Using Sensitive Data Detection outside Amazon Glue Studio - Amazon Glue
Services or capabilities described in Amazon Web Services documentation might vary by Region. To see the differences applicable to the China Regions, see Getting Started with Amazon Web Services in China.

Using Sensitive Data Detection outside Amazon Glue Studio

Amazon Glue Studio allows you to detect sensitive data, however, you can also use the Sensitive Data Detection functionality outside of Amazon Glue Studio.

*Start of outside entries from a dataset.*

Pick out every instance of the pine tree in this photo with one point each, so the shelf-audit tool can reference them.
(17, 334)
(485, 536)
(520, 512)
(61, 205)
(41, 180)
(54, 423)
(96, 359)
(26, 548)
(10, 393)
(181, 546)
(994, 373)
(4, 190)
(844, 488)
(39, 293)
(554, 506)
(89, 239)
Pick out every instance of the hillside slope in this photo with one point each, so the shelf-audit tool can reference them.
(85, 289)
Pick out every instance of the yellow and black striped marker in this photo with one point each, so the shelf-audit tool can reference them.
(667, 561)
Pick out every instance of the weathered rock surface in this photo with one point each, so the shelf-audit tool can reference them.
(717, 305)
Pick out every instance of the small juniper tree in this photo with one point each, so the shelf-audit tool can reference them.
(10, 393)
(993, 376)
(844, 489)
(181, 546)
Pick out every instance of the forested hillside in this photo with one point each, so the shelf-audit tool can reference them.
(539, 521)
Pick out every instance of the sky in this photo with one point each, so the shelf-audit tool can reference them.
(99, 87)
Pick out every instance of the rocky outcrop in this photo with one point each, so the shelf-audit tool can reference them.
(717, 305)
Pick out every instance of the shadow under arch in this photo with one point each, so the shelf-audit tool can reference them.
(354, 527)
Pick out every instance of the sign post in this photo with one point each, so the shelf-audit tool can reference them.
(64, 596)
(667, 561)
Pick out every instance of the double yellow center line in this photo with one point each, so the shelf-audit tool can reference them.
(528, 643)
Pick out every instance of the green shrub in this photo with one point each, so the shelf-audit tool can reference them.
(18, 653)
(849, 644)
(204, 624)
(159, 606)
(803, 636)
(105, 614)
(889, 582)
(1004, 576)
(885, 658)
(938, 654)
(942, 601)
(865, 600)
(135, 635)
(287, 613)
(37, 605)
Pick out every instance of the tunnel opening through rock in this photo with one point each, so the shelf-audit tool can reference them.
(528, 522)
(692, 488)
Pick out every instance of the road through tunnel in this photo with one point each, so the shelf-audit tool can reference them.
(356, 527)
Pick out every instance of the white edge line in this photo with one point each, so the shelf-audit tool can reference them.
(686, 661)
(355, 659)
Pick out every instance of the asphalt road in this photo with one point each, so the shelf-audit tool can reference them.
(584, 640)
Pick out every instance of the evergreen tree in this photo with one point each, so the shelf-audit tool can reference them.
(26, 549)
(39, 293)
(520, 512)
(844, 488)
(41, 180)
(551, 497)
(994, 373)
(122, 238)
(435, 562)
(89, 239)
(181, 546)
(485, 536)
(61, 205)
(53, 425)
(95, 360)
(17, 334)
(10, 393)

Detecting Sensitive Data Detection using Amazon Managed PII types

Amazon Glue provides two APIs in a Amazon Glue ETL job. These are detect() and classifyColumns():

detect(frame: DynamicFrame, entityTypesToDetect: Seq[String], outputColumnName: String = "DetectedEntities"): DynamicFrame classifyColumns(frame: DynamicFrame, entityTypesToDetect: Seq[String], sampleFraction: Double = 0.1, thresholdFraction: Double = 0.1)

You can use the detect() API to identify Amazon Managed PII types and custom entity types. A new column is automatically created with the detection result. The classifyColumns() API returns a map where keys are column names and values are list of detected entity types. SampleFraction indicates the fraction of the data to sample when scanning for PII entities whereas ThresholdFraction indicates the fraction of the data that must be met in order for a column to be identified as PII data.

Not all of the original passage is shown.